| Tex. App. | Oct 22, 1904

Appellee charged appellant with negligence in carrying 154 horses from Pecos to Abilene, Texas, alleging the sudden starting and stopping and violent jerking and jarring of the cars as the principal cause of injury to the horses, on account of which he recovered a verdict and judgment for $500. Appellant ascribed the injury to overloading, and denied liability as follows: "Further answering herein this defendant says that the stock in question were shipped on written contracts, in which contracts it was specially agreed between the parties that the defendant would not be liable for any damage arising from the overloading of the cars in which the cattle were shipped, or from any injury by reason of the stock being wild and unruly and by reason of the stock injuring themselves while in transit, and the plaintiff specially undertook to care for the stock while they were in transit and to see that they were properly loaded and properly handled and cared for while they were being transported from Pecos to Abilene, Texas; and in this connection the defendant says that the stock were overloaded and too many were put in the cars and by reason thereof the plaintiff's stock were damaged and injured, and the defendant is not responsible therefor, but the plaintiff assumed and agreed to hold defendant harmless by reason of any such damage, and the plaintiff ought not to recover against the defendant a damage caused by reason of the overloading of said cars."

The court not only refused a requested charge to the effect that appellant would not be liable if appellee had directed the loading of the horses and the number to be put in a car and if the cars had been overloaded and the horses injured in consequences thereof, but gave the following charge: "You are instructed that the defendant can not defend herein by reason of the contract plead by it, to the effect that plaintiff *640 undertook to load said stock, for under the law of Texas such a contract is invalid, and it is the duty of the railroad to properly load live stock, and such duty can not be shifted by contract to the plaintiff."

Conceding it to have been the duty of appellant to load the horses and that it could not have imposed this duty on appellee nor stipulated against its liability for overloading them, we yet can not accept the view, seemingly entertained by the trial court, that appellee could not, by contract or otherwise, have assumed this duty.
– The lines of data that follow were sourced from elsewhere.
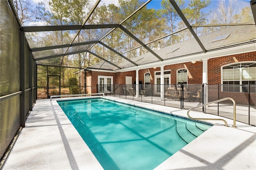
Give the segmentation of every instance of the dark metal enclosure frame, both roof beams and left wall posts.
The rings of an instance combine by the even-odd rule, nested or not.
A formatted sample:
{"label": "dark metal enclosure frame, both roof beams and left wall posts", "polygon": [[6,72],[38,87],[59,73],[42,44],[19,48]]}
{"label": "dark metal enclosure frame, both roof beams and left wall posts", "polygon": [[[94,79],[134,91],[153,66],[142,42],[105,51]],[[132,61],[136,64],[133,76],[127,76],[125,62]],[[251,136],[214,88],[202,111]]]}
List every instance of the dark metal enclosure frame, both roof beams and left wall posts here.
{"label": "dark metal enclosure frame, both roof beams and left wall posts", "polygon": [[[19,19],[18,19],[18,14],[15,10],[14,4],[12,0],[7,0],[12,13],[14,14],[14,18],[16,19],[16,22],[18,24],[18,26],[20,27],[20,91],[9,94],[9,95],[5,95],[0,97],[1,100],[5,100],[8,99],[10,97],[14,97],[16,95],[20,95],[20,115],[21,115],[21,126],[24,126],[25,123],[25,92],[30,90],[30,98],[29,99],[29,109],[32,110],[32,105],[35,102],[35,100],[37,99],[37,66],[38,65],[44,65],[44,64],[37,64],[36,61],[40,61],[40,60],[44,60],[44,59],[51,59],[54,57],[62,57],[61,63],[59,66],[54,66],[54,65],[44,65],[44,66],[54,66],[54,67],[65,67],[62,66],[62,61],[63,61],[63,57],[66,55],[72,55],[72,54],[76,54],[76,53],[90,53],[92,55],[94,55],[95,57],[98,57],[99,59],[102,59],[104,62],[107,62],[111,65],[113,65],[114,67],[116,67],[117,69],[122,69],[121,67],[119,67],[118,65],[112,63],[110,61],[110,59],[112,59],[113,57],[110,57],[108,59],[104,59],[103,57],[101,57],[100,55],[97,55],[95,53],[93,53],[92,51],[90,51],[90,49],[92,47],[94,47],[94,45],[96,44],[100,44],[103,45],[104,47],[108,48],[109,50],[113,51],[114,53],[116,53],[117,55],[115,55],[114,57],[120,56],[123,59],[129,61],[130,63],[132,63],[134,66],[138,66],[138,64],[130,59],[128,59],[127,57],[125,57],[123,54],[127,53],[129,51],[132,51],[134,49],[137,49],[139,47],[144,47],[146,48],[152,55],[154,55],[158,60],[163,61],[163,59],[157,55],[154,51],[152,51],[147,45],[149,43],[152,42],[156,42],[158,40],[161,40],[162,38],[166,38],[168,36],[171,36],[173,34],[176,34],[180,31],[186,30],[188,29],[190,31],[190,33],[192,34],[192,36],[196,39],[197,43],[200,45],[200,47],[202,48],[202,51],[204,53],[206,53],[208,50],[205,49],[204,45],[202,44],[202,42],[199,40],[198,36],[196,35],[196,33],[194,32],[193,28],[198,28],[198,27],[219,27],[219,26],[237,26],[237,25],[255,25],[255,23],[234,23],[234,24],[208,24],[208,25],[190,25],[188,20],[185,18],[184,14],[182,13],[182,11],[180,10],[180,8],[178,7],[178,5],[176,4],[176,2],[174,0],[169,0],[170,4],[175,8],[175,10],[178,12],[178,15],[180,16],[180,18],[183,20],[183,22],[186,24],[186,28],[178,30],[176,32],[173,32],[171,34],[168,34],[166,36],[163,36],[161,38],[158,38],[152,42],[148,42],[148,43],[143,43],[141,40],[139,40],[136,36],[134,36],[134,34],[132,34],[131,32],[129,32],[126,28],[124,28],[124,26],[122,26],[122,24],[124,24],[124,22],[126,22],[129,18],[131,18],[134,14],[136,14],[138,11],[140,11],[142,8],[144,8],[151,0],[148,0],[147,2],[145,2],[144,4],[142,4],[142,6],[140,6],[137,10],[135,10],[132,14],[130,14],[126,19],[124,19],[122,22],[120,22],[120,24],[102,24],[102,25],[86,25],[86,22],[88,21],[88,19],[90,18],[90,16],[93,14],[94,10],[98,7],[98,4],[100,3],[100,0],[97,0],[97,2],[94,4],[94,7],[92,8],[92,10],[89,12],[88,16],[86,17],[84,23],[82,25],[68,25],[68,26],[28,26],[28,27],[22,27]],[[252,0],[250,5],[252,8],[252,13],[253,16],[256,16],[256,1]],[[255,17],[254,17],[255,20]],[[81,43],[73,43],[75,38],[78,36],[80,30],[86,30],[86,29],[100,29],[100,28],[113,28],[110,32],[108,32],[106,35],[102,36],[102,38],[100,38],[99,40],[96,41],[91,41],[91,42],[81,42]],[[133,38],[135,40],[135,42],[139,43],[140,46],[135,47],[134,49],[130,49],[124,53],[119,53],[118,51],[114,50],[113,48],[111,48],[109,45],[106,45],[105,43],[102,42],[102,40],[108,36],[111,32],[113,32],[116,28],[120,28],[124,33],[128,34],[128,36],[130,36],[131,38]],[[26,40],[26,36],[25,36],[25,32],[42,32],[42,31],[60,31],[60,30],[79,30],[77,35],[74,37],[74,39],[69,43],[69,44],[63,44],[63,45],[53,45],[53,46],[48,46],[48,47],[37,47],[37,48],[30,48],[28,41]],[[30,66],[30,73],[29,73],[29,89],[26,89],[25,87],[25,43],[26,45],[28,45],[29,48],[29,55],[30,55],[30,61],[29,61],[29,66]],[[92,44],[88,49],[84,49],[84,50],[80,50],[80,51],[72,51],[70,53],[67,53],[67,50],[69,47],[74,47],[74,46],[81,46],[81,45],[90,45]],[[240,43],[243,44],[243,43]],[[239,44],[238,44],[239,45]],[[234,45],[236,46],[236,45]],[[64,48],[64,47],[68,47],[66,49],[66,51],[63,54],[58,54],[58,55],[49,55],[49,56],[45,56],[45,57],[41,57],[41,58],[35,58],[33,56],[34,51],[44,51],[44,50],[49,50],[49,49],[58,49],[58,48]],[[218,49],[222,49],[218,48]],[[225,47],[224,47],[225,48]],[[217,49],[213,49],[213,50],[217,50]],[[212,50],[209,50],[212,51]],[[76,68],[76,69],[86,69],[86,68],[90,68],[90,67],[86,67],[86,68],[82,68],[82,63],[84,62],[84,58],[81,61],[80,67],[66,67],[66,68]],[[33,68],[34,65],[34,68]],[[101,68],[99,68],[99,70],[101,70]],[[112,69],[102,69],[102,70],[112,70]],[[116,69],[114,69],[116,70]],[[33,71],[33,72],[32,72]],[[34,75],[34,85],[33,85],[33,78]],[[34,86],[34,87],[33,87]],[[35,93],[33,93],[33,91],[35,91]],[[32,98],[32,96],[35,95],[34,99]]]}

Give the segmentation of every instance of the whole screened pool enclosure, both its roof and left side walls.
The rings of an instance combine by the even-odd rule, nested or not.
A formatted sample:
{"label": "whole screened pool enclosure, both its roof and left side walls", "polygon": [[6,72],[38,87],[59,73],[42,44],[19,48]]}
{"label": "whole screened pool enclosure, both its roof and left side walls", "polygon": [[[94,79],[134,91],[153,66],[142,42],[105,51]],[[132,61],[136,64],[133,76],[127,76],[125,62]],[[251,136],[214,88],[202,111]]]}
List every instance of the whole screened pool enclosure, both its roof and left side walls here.
{"label": "whole screened pool enclosure, both its roof and left side walls", "polygon": [[[220,11],[221,8],[224,11],[234,8],[236,12],[223,16],[225,12]],[[256,42],[254,0],[52,0],[39,3],[1,0],[0,9],[1,158],[18,129],[25,127],[26,116],[37,99],[84,94],[92,88],[86,84],[82,71],[122,73],[202,61],[205,54],[229,48],[253,49]],[[232,34],[238,32],[236,29],[254,31],[244,36],[236,34],[228,43],[221,40],[229,34],[207,38],[210,33],[221,33],[225,28],[234,28]],[[212,42],[217,43],[212,45]],[[179,47],[180,43],[184,45]],[[136,84],[138,81],[131,86]],[[248,94],[255,93],[255,84],[248,83],[248,89],[252,90]],[[122,91],[126,84],[118,85],[115,93],[107,95],[127,98]],[[151,90],[161,89],[159,85],[153,86],[151,84]],[[206,84],[203,86],[206,88]],[[222,88],[222,85],[213,86],[207,88]],[[97,85],[97,88],[102,87]],[[141,98],[136,100],[143,101],[142,90],[140,93]],[[173,99],[166,95],[167,91],[164,101],[183,99],[184,103],[184,96]],[[159,97],[153,93],[149,96],[152,100],[146,101],[148,103],[153,103],[153,97]],[[252,100],[249,107],[246,105],[248,113],[251,106],[255,107],[254,98],[249,99]]]}

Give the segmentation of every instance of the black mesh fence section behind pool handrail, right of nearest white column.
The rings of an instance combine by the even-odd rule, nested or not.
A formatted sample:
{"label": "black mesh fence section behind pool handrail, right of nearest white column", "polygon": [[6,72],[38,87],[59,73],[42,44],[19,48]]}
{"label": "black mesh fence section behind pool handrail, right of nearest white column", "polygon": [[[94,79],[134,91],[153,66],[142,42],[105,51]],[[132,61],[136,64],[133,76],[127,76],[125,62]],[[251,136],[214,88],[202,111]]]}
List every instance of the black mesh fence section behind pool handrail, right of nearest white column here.
{"label": "black mesh fence section behind pool handrail, right of nearest white column", "polygon": [[[206,94],[208,94],[206,102],[231,97],[236,101],[236,120],[256,126],[255,89],[255,85],[206,84]],[[230,101],[212,104],[206,107],[205,111],[206,113],[233,119],[233,103]]]}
In prohibiting a common carrier from restricting or limiting its liability the Legislature could hardly have intended to deprive the owner of live stock tendered for transportation of the valuable privilege of determining how many he would put in a car. At all events, where it is his fault, in whole or in part, that too many are crowded into one car, he would not be entitled to recover for injuries so produced, contract or no contract. See Texas C. Ry. Co. v. O'Laughlin, 72 S.W. Rep., 610. It is insisted, however, that the plea above quoted did not allege that appellee undertook to load, and overloaded the horses, but this construction seems to us too narrow. It undoubtedly charges that by contract at least appellee "specially undertook * * * to see that they were properly loaded," and further charges that they were overloaded. Appellee did not except to the plea and made no attack on the written contract so pleaded, as for instance that it had been executed under circumstances of duress or without consideration. Indeed, he did not reply to it at all.

It is further contended that the evidence showed that appellant alone was to blame for overloading the cars, but we think it was not such as to warrant the court in taking that issue from the jury.